The government has set the earnings threshold at which workers are auto-enrolled at £9,440 for 2013/14.
This comes after a consultation process in which the Department for Work and Pensions (DWP) asked for viewpoints on increasing the upper and lower earnings thresholds.
The move links the lower earnings trigger to the personal tax allowance for 2013/14 as the DWP proposed, which was due to be £9,205 but was increased by the Chancellor to £9,440 in the Autumn Statement.
In its original consultation, the DWP asked for opinions on linking the upper earnings limit to the top National Insurance contribution band, which is due to fall by £1,025 to £41,450 in the next tax year.
It debated the merits of maintaining simplicity by linking the two limits over the reduction to pension saving that cutting the limit might create.

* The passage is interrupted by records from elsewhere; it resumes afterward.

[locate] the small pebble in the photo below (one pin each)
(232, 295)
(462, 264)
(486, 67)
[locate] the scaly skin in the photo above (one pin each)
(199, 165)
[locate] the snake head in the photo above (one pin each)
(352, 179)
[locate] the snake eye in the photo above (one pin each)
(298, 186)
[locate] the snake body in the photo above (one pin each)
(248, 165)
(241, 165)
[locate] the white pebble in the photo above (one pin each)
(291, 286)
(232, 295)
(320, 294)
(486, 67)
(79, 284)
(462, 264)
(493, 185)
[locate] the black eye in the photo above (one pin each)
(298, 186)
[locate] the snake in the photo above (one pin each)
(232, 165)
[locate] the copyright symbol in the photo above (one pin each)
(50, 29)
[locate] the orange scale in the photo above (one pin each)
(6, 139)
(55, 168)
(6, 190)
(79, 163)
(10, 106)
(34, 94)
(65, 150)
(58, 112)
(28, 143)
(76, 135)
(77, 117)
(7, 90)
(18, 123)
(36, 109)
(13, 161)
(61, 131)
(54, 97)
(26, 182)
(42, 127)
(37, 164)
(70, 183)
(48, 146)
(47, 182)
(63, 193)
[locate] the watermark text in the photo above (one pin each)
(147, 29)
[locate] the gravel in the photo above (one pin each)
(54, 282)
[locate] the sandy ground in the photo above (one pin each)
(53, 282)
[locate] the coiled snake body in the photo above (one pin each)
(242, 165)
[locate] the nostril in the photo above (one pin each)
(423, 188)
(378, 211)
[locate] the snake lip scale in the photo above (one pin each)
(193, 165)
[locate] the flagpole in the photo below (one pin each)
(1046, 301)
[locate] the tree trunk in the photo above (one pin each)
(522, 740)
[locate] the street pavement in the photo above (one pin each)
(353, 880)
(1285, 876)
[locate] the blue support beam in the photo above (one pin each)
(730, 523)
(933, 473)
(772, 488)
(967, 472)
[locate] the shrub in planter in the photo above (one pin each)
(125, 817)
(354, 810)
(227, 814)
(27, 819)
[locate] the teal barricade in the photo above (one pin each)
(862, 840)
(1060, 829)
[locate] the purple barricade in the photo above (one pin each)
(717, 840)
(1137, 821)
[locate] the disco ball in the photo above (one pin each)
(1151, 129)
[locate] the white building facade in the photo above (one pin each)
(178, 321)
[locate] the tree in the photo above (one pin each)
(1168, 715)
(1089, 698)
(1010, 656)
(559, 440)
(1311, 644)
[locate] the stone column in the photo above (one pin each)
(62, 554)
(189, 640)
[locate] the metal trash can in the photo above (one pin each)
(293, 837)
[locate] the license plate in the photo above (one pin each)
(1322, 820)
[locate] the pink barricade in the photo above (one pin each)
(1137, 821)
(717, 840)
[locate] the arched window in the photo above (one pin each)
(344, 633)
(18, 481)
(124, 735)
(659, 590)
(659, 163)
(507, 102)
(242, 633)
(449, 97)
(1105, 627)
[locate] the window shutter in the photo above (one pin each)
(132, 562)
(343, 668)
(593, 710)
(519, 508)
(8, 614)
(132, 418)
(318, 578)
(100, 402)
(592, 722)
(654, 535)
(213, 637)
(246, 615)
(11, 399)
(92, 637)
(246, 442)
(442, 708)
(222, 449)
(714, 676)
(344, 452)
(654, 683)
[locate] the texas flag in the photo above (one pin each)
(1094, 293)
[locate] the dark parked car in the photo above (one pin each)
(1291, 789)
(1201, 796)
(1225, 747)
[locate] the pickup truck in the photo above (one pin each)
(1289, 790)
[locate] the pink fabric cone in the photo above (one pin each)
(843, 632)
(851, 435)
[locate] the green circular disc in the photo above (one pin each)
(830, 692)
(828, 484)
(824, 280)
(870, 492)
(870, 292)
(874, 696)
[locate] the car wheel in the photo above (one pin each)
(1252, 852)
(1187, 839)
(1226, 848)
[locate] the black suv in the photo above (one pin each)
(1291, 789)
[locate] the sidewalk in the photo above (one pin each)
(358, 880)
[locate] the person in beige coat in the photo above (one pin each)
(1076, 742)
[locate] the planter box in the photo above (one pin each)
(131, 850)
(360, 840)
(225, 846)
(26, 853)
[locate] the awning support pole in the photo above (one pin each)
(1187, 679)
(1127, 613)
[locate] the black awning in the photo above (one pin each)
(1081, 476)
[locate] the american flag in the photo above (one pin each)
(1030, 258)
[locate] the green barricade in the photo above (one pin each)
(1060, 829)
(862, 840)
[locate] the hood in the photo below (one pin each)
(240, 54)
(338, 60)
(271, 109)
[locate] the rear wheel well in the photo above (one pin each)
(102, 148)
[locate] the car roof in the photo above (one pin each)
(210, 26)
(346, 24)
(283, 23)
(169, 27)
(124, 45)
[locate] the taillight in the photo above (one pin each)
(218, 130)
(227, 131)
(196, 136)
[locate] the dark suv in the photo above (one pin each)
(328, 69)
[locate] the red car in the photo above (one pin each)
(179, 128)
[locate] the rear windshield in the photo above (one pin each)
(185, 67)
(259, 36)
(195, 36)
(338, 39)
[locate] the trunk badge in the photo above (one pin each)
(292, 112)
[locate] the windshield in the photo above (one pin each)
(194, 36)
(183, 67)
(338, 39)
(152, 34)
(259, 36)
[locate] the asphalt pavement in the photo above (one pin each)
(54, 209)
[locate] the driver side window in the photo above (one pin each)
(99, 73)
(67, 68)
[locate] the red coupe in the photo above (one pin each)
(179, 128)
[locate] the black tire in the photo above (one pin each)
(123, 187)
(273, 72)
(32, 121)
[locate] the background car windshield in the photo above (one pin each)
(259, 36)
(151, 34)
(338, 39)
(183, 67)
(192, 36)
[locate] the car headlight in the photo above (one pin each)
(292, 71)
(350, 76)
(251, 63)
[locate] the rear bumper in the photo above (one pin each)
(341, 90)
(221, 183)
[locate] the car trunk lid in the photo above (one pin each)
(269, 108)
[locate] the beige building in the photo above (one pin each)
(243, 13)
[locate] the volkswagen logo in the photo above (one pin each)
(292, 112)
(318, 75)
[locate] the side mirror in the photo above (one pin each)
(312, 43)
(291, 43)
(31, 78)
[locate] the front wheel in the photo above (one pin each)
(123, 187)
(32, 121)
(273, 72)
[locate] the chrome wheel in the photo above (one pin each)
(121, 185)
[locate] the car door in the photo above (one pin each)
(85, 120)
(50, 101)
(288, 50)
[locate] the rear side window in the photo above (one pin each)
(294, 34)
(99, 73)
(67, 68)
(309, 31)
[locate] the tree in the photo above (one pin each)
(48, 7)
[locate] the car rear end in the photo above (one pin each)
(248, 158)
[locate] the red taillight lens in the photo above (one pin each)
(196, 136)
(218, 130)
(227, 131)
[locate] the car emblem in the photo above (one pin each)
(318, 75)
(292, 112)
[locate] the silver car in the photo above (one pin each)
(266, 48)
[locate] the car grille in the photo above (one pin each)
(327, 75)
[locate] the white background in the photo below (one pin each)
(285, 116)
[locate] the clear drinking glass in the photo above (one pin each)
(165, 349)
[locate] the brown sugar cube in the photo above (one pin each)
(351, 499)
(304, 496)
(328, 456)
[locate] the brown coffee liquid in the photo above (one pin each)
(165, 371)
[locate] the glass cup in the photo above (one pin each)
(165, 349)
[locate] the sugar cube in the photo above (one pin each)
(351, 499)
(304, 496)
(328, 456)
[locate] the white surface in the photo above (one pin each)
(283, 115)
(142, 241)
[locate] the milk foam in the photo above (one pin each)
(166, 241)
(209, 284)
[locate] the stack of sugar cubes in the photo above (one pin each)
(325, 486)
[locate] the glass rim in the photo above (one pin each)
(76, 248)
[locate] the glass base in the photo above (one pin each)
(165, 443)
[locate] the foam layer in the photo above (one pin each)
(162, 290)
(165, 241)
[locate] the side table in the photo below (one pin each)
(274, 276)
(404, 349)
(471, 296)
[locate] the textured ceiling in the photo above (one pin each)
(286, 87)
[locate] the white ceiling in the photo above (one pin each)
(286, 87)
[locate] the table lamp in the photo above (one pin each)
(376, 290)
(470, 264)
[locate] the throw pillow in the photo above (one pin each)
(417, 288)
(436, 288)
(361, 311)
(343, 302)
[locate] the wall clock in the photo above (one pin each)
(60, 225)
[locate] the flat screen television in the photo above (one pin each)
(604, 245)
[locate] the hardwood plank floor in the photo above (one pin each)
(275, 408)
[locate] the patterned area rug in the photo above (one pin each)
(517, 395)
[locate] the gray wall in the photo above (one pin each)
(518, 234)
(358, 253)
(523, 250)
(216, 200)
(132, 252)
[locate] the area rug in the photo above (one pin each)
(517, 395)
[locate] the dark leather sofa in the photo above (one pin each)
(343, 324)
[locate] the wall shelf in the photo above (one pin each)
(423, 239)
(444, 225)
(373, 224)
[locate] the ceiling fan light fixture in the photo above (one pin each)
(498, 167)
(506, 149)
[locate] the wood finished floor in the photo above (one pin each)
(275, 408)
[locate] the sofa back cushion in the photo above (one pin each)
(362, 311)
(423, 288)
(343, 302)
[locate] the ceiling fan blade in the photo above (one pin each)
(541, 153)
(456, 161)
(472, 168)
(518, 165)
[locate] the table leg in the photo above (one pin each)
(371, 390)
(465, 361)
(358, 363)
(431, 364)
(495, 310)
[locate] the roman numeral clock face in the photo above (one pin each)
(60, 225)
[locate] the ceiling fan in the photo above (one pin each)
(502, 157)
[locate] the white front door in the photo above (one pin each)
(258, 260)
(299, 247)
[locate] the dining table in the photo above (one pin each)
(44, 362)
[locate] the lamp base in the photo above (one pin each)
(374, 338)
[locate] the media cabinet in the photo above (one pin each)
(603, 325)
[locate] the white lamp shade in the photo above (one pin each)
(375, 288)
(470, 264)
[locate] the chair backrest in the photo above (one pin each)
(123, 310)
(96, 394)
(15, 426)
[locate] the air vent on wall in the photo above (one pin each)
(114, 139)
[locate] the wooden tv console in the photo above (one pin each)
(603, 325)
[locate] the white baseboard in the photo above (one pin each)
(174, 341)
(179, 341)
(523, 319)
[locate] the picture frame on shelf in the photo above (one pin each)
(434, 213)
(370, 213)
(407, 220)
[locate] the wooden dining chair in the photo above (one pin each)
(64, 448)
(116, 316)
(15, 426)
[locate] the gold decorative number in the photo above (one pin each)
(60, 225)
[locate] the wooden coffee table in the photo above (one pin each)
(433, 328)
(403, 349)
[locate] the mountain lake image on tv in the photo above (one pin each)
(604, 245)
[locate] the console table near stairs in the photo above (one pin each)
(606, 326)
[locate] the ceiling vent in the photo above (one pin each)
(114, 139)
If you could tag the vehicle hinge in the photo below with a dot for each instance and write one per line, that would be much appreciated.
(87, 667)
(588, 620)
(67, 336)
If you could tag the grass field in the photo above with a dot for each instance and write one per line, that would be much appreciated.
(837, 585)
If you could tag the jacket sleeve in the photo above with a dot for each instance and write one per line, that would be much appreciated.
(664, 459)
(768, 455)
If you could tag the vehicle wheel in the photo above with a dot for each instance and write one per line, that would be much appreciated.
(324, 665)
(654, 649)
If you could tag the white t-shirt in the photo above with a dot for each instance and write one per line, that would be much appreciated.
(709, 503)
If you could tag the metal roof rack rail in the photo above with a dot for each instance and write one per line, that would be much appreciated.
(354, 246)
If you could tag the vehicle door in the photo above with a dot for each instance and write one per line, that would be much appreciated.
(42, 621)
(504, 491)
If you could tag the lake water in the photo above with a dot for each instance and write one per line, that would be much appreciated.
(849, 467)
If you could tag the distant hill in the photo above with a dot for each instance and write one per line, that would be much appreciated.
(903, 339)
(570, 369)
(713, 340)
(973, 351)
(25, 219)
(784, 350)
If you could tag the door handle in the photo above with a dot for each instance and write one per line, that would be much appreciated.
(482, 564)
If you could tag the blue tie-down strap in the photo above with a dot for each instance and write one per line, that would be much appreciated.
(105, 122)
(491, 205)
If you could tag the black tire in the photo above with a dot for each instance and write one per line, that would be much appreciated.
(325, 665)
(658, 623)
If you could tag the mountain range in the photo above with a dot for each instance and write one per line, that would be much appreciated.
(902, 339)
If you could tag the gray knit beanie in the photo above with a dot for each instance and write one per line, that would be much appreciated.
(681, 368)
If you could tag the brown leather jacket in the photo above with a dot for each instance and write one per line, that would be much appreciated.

In today's announcement the DWP said it will go ahead with the link to the upper earnings band despite the reduction to savings.
Workers will still be able to opt into workplace schemes provided they earn £5,668 per year or more, but will not qualify for auto-enrolment.
Hargreaves Lansdown head of pensions research Tom McPhail said: "Many employers will welcome this news. It will reduce their overall pensions bill, it keeps their administration simple and it takes more of their lower paid employees out of the system.
"Unfortunately it will mean that hundreds of thousands more workers will miss out on the opportunity to build a good retirement pot and because most of them are women it will exacerbate inequalities in the pension system.
"It is vital that all employers have in place a good communication programme to ensure that eligible and non-eligible jobholders are given every opportunity to make the most of the auto-enrolment reforms."